Back your Illuminations! That was the rallying cry to Blackpool businesses today from TV star Laurence Llewelyn-Bowen.
He says resort firms must stop taking the Illuminations for granted and get their hands in their pockets.
The BBC Changing Rooms presenter, who has been using his design skills to come up with new tableaux and displays for the past five years, was in town to back the Friends of Blackpool Illuminations bid to fund new ideas and keep the public coming back.
And he said while the council continues to put in £2.1m to keep the Lights on, more money was needed to improve what he called the greatest free light show on earth.
He said: “When you live somewhere it’s inevitable you take it for granted, it’s only natural, but the people of Blackpool are living in the most extraordinary jewel box of cultural heritage, one of Britain’s greatest, and one that is all about happiness and enjoyment.”
He said the Illuminations were a national icon and one known across the world.
“We need to engage the whole community and the biggest expression of the community in Blackpool is the Illuminations.
“Nowhere else has anything like that, the rest of the world would love to have them.

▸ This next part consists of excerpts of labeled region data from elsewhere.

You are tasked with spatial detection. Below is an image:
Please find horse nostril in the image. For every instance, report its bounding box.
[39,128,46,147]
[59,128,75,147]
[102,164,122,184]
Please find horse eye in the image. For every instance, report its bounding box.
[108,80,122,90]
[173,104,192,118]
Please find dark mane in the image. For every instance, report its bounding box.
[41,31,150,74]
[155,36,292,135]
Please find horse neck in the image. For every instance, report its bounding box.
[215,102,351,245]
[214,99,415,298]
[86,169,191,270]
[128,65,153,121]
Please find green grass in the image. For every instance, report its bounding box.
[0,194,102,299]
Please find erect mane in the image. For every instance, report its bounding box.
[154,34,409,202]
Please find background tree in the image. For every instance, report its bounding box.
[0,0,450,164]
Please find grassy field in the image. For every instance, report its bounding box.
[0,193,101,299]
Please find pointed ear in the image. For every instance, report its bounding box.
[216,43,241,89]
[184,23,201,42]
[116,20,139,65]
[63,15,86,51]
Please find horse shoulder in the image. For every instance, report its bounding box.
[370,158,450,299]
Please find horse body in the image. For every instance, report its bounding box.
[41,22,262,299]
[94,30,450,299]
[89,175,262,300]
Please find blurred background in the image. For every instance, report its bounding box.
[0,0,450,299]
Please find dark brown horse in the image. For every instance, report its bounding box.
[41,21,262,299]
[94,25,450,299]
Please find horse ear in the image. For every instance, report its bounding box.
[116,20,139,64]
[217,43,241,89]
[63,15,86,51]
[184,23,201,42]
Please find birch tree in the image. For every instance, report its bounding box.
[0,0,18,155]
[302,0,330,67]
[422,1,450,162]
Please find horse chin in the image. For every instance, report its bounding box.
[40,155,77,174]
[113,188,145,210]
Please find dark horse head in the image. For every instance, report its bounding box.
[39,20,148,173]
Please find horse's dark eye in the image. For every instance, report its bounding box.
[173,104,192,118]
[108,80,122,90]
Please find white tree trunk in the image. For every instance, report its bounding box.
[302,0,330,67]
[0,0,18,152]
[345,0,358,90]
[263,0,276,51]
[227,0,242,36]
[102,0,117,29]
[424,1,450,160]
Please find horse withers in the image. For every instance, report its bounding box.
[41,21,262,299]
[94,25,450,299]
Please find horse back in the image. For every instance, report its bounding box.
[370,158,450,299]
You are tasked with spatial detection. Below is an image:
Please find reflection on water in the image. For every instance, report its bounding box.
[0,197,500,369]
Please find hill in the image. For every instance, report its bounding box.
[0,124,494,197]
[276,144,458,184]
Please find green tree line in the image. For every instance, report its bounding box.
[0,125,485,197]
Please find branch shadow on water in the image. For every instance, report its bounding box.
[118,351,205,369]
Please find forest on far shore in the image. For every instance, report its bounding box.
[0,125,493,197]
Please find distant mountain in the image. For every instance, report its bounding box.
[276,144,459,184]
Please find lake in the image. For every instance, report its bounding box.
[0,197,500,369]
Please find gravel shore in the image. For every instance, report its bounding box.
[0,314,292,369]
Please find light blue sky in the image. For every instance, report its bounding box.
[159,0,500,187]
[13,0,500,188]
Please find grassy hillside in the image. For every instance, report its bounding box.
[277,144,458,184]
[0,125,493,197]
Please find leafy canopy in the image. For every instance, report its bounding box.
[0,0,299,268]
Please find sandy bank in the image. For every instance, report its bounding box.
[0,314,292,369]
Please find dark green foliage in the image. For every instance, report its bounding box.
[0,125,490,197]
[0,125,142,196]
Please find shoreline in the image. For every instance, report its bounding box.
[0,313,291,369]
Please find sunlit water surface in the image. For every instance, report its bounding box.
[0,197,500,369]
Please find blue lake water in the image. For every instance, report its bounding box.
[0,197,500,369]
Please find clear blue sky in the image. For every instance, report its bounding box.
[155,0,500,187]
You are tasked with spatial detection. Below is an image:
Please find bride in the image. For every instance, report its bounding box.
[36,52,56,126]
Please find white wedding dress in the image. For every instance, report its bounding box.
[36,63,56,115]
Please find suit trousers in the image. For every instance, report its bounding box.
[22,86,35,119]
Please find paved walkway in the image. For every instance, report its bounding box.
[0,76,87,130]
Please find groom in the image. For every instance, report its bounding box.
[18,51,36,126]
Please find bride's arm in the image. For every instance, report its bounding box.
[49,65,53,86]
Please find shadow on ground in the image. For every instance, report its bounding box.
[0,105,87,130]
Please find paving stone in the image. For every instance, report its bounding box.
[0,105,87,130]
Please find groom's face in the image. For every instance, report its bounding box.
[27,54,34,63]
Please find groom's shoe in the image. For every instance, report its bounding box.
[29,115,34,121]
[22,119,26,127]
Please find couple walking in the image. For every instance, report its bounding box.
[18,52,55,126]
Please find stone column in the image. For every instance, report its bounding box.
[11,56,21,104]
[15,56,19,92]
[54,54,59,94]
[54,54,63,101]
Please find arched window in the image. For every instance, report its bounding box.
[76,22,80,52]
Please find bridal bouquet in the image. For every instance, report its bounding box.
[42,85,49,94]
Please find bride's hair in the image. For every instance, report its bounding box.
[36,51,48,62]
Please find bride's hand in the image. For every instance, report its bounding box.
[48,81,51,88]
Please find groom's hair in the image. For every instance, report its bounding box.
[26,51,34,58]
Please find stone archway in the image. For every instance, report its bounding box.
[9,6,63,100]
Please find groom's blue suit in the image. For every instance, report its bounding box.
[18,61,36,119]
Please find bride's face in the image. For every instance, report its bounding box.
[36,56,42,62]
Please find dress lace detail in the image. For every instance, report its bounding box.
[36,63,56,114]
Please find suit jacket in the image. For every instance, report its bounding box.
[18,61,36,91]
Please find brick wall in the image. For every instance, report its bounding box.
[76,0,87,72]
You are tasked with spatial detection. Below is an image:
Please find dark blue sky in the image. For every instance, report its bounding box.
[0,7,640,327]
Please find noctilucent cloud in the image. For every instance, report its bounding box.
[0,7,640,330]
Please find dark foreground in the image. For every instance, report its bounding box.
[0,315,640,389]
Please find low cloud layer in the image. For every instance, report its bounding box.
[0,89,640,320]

We are not at crisis point but we must be more positive and support the Lights. Just imagine what it would be like without them.”
He said he realised some business people in the town say they get no direct benefit from the Illuminations, but added they had to understand the extension to the season brought a real economic benefit.
“I know some people have a gripe with the council, but this is not about parking problems or drains.
“The money does not go to the council it goes towards the future of the Illuminations.”
Shirley Hunt from the Friends of Blackpool Illuminations said in 2002 the businesses of the resort raised £100,000 to wards the cost of the lights.
Last year they contributed £21,000. The collections made on the Prom from visitors raised £112,000 – up 10 per cent on 2011.
She added: “I know there’s a recession on and everyone is struggling for money but if every business donated even £5 or £10 that would help.”
Alan Cavill, Blackpool Council’s assistant chief executive for regeneration, said the Illuminations annually brought in £250m to the town’s economy. He said the council was facing making cuts of around £14m because of the reduction in the Government settlement but, despite that, it would continue to fund the Lights.
Martin Ruddy, from the King Edward Avenue Association, said his hotel Martin’s saw a direct benefit from the Illuminations.
He said: “We need to support the Illuminations, they definitely extend the season and bring in business.”
Coun Graham Cain, the council’s cabinet member for tourism, said: “The council is committed to funding the Illuminations and we have some great ideas for the future but we can’t do it alone.
“To realise those brilliant ideas that people like Laurence have designed, it needs substantial support.”